Via Aniello Falcone con i suoi “baretti” è una delle zone in cui si concentra la movida notturna a Napoli. Ieri sera, però, i ragazzi che si apprestavano a bere un drink e a chiacchierare, magari ascoltando un po’ di musica proveniente dai locali, hanno avuto una brutta sorpresa.

La serata, infatti, è stata interrotta da un gremito corteo, scortato dalle forze dell’ordine, organizzato dal “Comitato per la quiete pubblicità e la vivibilità cittadina” e dal “Comitato Civico Aniello Falcone”. Così, al posto della musica, i ragazzi (e gli automobilisti bloccati nel traffico) hanno dovuto ascoltare gli slogan dei comitati, urlati con un megafono.

I comitati, ai quali si sono aggiunti cittadini provenienti da altre zone calde per la movida, come Bagnoli, Piazza Bellini e Chiaia, hanno chiesto che venga rispettato il loro diritto al riposo.
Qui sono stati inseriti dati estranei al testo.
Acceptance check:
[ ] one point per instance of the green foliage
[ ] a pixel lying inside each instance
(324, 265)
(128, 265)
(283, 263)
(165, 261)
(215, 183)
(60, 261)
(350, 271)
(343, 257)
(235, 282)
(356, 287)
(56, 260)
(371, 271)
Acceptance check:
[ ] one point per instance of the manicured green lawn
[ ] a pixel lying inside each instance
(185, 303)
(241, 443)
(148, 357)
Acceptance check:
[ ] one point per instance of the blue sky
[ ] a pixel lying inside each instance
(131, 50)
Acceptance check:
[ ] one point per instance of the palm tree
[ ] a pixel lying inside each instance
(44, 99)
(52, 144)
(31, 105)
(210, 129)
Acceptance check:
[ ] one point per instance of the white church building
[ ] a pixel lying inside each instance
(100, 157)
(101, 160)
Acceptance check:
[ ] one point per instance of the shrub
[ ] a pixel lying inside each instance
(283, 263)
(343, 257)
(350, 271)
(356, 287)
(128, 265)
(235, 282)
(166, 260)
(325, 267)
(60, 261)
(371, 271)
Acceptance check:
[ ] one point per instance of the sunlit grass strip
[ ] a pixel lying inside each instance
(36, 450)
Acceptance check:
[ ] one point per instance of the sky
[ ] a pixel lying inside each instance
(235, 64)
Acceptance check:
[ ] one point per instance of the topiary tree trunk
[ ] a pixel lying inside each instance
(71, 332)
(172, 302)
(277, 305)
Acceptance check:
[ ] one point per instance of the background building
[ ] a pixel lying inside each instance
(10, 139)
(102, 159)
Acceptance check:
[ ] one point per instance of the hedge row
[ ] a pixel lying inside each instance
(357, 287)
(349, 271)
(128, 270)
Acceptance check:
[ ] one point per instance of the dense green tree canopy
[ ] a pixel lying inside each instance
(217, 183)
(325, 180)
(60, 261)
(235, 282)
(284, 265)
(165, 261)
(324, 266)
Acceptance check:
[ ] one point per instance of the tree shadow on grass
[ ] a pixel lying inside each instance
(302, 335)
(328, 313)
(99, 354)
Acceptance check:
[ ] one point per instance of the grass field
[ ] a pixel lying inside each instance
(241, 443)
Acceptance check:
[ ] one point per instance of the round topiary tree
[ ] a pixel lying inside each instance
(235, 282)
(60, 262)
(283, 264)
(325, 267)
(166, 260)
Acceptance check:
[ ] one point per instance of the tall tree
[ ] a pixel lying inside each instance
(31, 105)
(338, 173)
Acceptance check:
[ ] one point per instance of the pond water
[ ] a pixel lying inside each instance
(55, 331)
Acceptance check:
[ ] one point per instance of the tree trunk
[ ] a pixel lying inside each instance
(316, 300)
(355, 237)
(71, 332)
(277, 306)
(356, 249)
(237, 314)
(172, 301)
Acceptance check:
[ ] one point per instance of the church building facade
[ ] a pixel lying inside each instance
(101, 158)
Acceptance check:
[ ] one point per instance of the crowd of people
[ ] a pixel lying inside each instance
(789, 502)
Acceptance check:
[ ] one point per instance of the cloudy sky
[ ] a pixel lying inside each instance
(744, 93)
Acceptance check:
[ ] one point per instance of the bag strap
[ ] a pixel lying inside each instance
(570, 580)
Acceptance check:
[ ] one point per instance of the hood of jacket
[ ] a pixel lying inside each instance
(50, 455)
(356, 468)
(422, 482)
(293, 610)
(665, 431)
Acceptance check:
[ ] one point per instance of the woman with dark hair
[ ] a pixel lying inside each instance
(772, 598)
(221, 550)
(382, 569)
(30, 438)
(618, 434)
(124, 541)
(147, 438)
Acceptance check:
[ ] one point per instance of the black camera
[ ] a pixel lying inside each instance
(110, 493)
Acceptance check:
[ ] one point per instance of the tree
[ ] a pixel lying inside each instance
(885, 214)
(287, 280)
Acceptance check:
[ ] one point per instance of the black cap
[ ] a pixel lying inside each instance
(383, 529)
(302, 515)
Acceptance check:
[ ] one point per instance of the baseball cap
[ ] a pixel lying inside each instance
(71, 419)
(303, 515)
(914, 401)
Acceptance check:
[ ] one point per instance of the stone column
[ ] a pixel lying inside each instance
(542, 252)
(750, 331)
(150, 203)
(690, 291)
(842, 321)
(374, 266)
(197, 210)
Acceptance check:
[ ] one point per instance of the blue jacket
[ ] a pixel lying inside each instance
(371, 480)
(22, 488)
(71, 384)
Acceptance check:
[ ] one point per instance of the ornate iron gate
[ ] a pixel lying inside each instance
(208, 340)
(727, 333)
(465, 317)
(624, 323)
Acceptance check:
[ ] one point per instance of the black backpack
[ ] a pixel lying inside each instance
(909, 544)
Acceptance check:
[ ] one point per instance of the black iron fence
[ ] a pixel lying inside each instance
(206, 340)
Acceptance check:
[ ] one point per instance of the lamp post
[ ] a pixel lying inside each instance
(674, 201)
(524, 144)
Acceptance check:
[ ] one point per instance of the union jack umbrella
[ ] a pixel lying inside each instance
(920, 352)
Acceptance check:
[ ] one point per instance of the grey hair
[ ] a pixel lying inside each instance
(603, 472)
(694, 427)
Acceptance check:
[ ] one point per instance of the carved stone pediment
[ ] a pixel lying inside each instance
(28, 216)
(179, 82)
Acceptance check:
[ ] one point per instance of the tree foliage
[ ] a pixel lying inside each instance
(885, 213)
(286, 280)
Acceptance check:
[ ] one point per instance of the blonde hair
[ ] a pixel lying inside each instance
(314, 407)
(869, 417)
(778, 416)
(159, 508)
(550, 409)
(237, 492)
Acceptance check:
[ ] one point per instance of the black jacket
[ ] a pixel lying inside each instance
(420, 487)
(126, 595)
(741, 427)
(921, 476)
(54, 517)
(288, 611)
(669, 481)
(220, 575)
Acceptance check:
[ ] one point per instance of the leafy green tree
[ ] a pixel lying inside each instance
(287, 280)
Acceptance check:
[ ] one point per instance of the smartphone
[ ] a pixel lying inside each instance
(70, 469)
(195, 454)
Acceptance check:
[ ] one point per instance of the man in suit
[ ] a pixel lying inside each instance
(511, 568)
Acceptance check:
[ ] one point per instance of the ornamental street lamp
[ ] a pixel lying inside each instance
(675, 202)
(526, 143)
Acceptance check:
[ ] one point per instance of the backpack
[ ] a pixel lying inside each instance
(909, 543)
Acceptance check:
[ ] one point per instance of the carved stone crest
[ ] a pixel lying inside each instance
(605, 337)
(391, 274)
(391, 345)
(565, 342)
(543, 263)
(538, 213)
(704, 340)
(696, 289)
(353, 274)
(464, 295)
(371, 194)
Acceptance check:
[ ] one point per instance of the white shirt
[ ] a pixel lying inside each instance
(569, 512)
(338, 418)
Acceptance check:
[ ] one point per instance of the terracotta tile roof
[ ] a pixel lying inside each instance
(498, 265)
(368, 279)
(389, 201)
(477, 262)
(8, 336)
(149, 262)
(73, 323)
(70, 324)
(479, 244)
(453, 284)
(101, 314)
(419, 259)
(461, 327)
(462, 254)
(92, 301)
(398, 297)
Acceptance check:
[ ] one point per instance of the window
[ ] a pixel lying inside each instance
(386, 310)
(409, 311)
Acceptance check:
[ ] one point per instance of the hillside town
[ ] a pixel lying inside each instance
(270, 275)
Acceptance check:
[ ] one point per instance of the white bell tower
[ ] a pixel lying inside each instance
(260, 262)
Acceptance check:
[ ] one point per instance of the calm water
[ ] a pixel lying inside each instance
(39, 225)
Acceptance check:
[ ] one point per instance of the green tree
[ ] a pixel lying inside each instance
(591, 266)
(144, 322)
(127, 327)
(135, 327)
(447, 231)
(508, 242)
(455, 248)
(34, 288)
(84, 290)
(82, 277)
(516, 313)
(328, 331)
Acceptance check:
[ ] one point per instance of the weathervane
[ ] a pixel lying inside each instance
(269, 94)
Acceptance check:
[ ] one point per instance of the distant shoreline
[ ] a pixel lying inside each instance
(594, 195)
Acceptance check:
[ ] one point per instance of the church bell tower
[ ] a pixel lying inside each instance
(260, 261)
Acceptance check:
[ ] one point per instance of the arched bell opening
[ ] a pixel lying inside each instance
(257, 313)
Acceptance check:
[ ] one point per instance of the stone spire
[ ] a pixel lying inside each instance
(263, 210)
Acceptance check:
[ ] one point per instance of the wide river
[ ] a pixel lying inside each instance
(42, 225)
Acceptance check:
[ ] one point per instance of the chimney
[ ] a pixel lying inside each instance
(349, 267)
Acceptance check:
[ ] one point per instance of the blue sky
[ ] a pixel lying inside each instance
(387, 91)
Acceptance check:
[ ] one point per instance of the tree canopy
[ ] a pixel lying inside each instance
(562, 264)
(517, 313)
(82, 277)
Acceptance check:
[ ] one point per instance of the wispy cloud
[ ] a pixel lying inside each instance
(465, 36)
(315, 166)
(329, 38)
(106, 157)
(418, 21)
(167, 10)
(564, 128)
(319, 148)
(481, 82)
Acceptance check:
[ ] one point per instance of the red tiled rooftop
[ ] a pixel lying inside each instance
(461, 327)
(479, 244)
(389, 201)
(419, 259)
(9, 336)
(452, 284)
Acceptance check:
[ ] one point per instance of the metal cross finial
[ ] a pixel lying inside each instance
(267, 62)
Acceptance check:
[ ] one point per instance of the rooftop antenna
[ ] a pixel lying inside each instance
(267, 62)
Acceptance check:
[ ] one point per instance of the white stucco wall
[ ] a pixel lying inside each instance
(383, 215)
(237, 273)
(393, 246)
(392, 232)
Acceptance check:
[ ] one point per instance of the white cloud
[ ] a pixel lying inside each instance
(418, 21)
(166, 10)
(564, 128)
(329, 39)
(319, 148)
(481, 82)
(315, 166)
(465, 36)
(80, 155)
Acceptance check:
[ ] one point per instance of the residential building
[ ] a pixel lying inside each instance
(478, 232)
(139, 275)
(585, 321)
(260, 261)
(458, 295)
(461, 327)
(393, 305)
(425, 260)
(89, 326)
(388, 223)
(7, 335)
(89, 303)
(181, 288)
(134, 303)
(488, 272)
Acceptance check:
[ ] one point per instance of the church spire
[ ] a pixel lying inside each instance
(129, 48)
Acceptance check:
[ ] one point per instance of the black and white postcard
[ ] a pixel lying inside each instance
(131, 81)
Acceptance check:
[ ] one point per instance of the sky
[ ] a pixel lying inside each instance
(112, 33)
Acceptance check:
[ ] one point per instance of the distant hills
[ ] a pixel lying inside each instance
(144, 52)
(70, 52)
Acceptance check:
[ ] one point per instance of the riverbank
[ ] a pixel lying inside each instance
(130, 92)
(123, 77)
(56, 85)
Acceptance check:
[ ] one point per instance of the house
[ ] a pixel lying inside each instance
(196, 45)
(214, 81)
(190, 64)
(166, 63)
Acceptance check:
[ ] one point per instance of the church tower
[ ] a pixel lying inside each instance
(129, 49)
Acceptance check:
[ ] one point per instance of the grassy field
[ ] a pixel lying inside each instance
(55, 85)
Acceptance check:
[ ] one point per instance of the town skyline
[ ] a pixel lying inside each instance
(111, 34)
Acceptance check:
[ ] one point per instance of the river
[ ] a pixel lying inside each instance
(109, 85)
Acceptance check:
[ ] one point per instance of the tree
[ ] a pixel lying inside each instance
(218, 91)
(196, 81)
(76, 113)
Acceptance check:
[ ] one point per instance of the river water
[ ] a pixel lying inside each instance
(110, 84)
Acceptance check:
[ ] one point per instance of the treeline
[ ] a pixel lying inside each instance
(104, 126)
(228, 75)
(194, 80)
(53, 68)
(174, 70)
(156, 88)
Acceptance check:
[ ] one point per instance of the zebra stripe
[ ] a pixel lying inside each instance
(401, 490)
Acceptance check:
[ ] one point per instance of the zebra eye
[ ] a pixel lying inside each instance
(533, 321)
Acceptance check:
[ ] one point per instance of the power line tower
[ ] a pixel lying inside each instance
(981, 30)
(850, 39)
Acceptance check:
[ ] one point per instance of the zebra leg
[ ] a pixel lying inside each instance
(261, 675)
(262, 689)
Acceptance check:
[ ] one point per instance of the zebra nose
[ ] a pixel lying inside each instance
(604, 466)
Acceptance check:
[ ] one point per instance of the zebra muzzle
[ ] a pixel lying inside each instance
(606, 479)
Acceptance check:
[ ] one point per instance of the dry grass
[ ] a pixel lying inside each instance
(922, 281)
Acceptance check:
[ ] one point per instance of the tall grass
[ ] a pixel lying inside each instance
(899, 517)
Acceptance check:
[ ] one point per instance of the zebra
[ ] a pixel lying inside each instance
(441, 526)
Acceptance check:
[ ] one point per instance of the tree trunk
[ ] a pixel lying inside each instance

Oggetto della protesta, più che i ragazzi, sono state le istituzioni. Il sindaco innanzitutto, accusato di tollerare che il divertimento non conosca limiti, e poi il prefetto e il questore.

Già, perché c’è anche un problema di ordine pubblico. Tutti i manifestanti hanno lamentato un incremento di rapine e atti di vandalismo nelle zone della movida, incremento che sarebbe testimoniato dai numerosi interventi delle forze dell’ordine. Altro punto di rivendicazione dei residenti è quello del decoro urbano, specialmente dopo i video hot che hanno fatto il giro del mondo.

Come conciliare il divertimento con il riposo? Il diritto allo svago con quello alla quiete nelle ore notturne?

Per il momento la scelta dell’amministrazione sembra quella di lasciare i residenti a loro stessi, privilegiando l’immagine di una città viva anche nelle ore notturne. Vedremo se dopo la manifestazione di ieri e le nuove denunce dei residenti, Luigi De Magistris penserà a qualche tipo d’intervento. Se così non sarà, probabilmente dovremo abituarci a vedere scene come quelle di ieri, in cui la movida sarà interrotta da slogan e manifestazioni.